In addition to Lubos Motl's correct answer, I would like to make a few comments related to Norton's dome:
First a brief derivation of Norton's equation of motion (7). I prefer to call the (non-negative) arc length $r$ for $s$, and the vertical height $-h$ for $z$. Like Lubos Motl, I will introduce a proportionality factor $K$ for dimensional reasons, so that the equation for Norton's dome reads
$$ z~=~-\frac{2K}{3g}s^{3/2}. \tag{1}$$
Here the constant $(g/K)^2$ has dimension of length. Equation (1) is only supposed to be valid for sufficiently small (but finite) arc lengths $s\geq 0$. Since there is no friction, we have mechanical energy conservation$^1$
$$ 0~=~\frac{E}{m}~=~\frac{\dot{s}^2}{2}+gz.\tag{2}$$
In the first equality of (2), we used the initial conditions
$$ s(t\!=\!0)~=~0, \qquad \dot{s}(t\!=\!0)~=~0.\tag{3}$$
We assume that $t\mapsto s(t)$ is twice differentiable wrt. time $t\geq 0$. (In detail, at the initial time $t=0$ we assume that the function is one-sided twice differentiable from right.) Differentiation of eq. (2) wrt. time $t$ leads to
$$ \dot{s}\ddot{s}~\stackrel{(2)}{=}~-g\dot{z}.\tag{4}$$
Division on both sides of eq. (4) with $\dot{s}$ yields$^2$
$$ \ddot{s}~\stackrel{(4)}{=}~-g\frac{\dot{z}}{\dot{s}}~=~-g\frac{dz}{ds}~\stackrel{(1)}{=}~K\sqrt{s}~.\tag{5}$$
Equation (5) is the sought-for equation of motion. Alternatively, combining eqs. (1) and (2) yield the following first-order ODE
$$\dot{s} ~\stackrel{(1)+(2)}{=}~\sqrt{\frac{4K}{3}} s^{\frac{3}{4}}. \tag{6}$$
Norton's initial value problem (IVP) is
$$
\begin{align} \ddot{s}(t)~=~&K\sqrt{s(t)}, \cr
s(t\!=\!0)~=~&0, \cr
\dot{s}(t\!=\!0)~=~&0, \cr
t~\geq~&0.
\end{align}\tag{7}
$$
The IVP (7) has two solution branches$^3$
$$s(t) ~=~\frac{K^2}{144}t^4\qquad\text{and}\qquad s(t) ~=~0~, \tag{8} $$
as can be easily checked. The failure to have local uniqueness of the ODE (7), which leads to indeterminism of the classical system, can from a mathematical perspective be traced to that the square root $\sqrt{s}$ in eq. (7) fails to be Lipschitz continuous at $s=0$.

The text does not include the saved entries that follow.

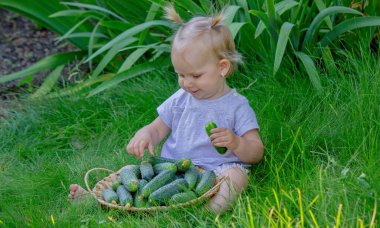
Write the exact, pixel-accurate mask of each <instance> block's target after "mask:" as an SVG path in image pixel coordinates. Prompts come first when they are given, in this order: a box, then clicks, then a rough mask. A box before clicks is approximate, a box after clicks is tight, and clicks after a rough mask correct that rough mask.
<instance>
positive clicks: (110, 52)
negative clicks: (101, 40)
mask: <svg viewBox="0 0 380 228" xmlns="http://www.w3.org/2000/svg"><path fill="white" fill-rule="evenodd" d="M136 40H137V39H136V38H134V37H131V38H127V39H125V40H123V42H120V43H117V44H115V45H114V46H112V48H111V49H110V50H109V51H108V52H107V54H106V55H105V56H104V57H103V58H102V60H101V61H100V63H99V64H98V66H97V67H96V69H95V70H94V72H93V73H92V75H91V76H92V77H97V76H98V75H99V74H100V73H101V72H102V71H103V70H104V68H106V66H107V65H108V63H109V62H110V61H111V60H112V59H113V58H114V57H115V56H116V55H117V54H118V53H119V52H120V51H121V50H122V48H123V47H125V46H128V45H130V44H132V43H133V42H135V41H136Z"/></svg>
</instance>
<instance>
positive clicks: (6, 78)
mask: <svg viewBox="0 0 380 228" xmlns="http://www.w3.org/2000/svg"><path fill="white" fill-rule="evenodd" d="M83 55H84V53H83V52H68V53H60V54H54V55H50V56H47V57H45V58H43V59H41V60H40V61H38V62H37V63H35V64H33V65H32V66H30V67H28V68H26V69H24V70H22V71H19V72H16V73H12V74H8V75H5V76H1V77H0V83H4V82H8V81H12V80H16V79H19V78H23V77H26V76H28V75H30V74H35V73H37V72H40V71H44V70H48V69H51V68H55V67H57V66H60V65H63V64H66V63H68V62H70V61H73V60H74V59H76V58H81V57H83Z"/></svg>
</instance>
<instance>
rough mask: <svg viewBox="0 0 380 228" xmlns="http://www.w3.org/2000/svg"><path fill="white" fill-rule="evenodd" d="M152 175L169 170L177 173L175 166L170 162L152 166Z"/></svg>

Alternatively, from mechanical energy conservation (6), one can consider the IVP
$$\begin{align} \dot{s}(t) ~=~&\sqrt{\frac{4K}{3}} s(t)^{\frac{3}{4}}, \cr s(t\!=\!0)~=~&0,\cr t~\geq~&0.\end{align}\tag{9}$$
Not surprisingly, the IVP (9) has the same two solution branches (8), and thus also demonstrates failure to have local uniqueness.
$^1$ I imagine that the point particle is sliding with no friction. (The rolling ball in Norton's figure is slightly misleading and presumably only for illustrative purposes.). A more complete derivation would check that the point particle doesn't loose contact with the doom. If one would like to avoid such an analysis, one may for simplicity assume that the dome is a two-sided constraint.
$^2$ Division with $\dot{s}$ is only valid if $\dot{s}\neq 0$. Now recall that the mechanical energy $E=0$ is zero. If $\dot{s}=0$ then $z=0$ and hence $s=0$ must be zero, cf. eqs. (1) and (2). Hence the division-by-zero issue is limited to the tip of the dome. Ultimately, it turns out that the $\dot{s}=0$ branch does not lead to new solutions not already included in eq. (8), nor alters Norton's IVP (7).
$^3$ For each solution $s$, which is defined for non-negative times $t\geq 0$, let us for convenience extend in a trivially fashion $s(t<0):=0$ for negative times $t<0$. Then if we time-translated a solution $t\mapsto s(t)$ into the future, we get another solution $t\mapsto s(t-T)$ for some moduli parameter $T\geq 0$. Therefore strictly speaking, the first branch in eq. (8) generates a 1-parameter solution with a moduli parameter $T\geq 0$. So in fact, the IVP (7) has infinitely many solutions! Note that the second trivial solution branch (8) can be viewed as the $T\to \infty$ moduli limit of the first solution branch (8).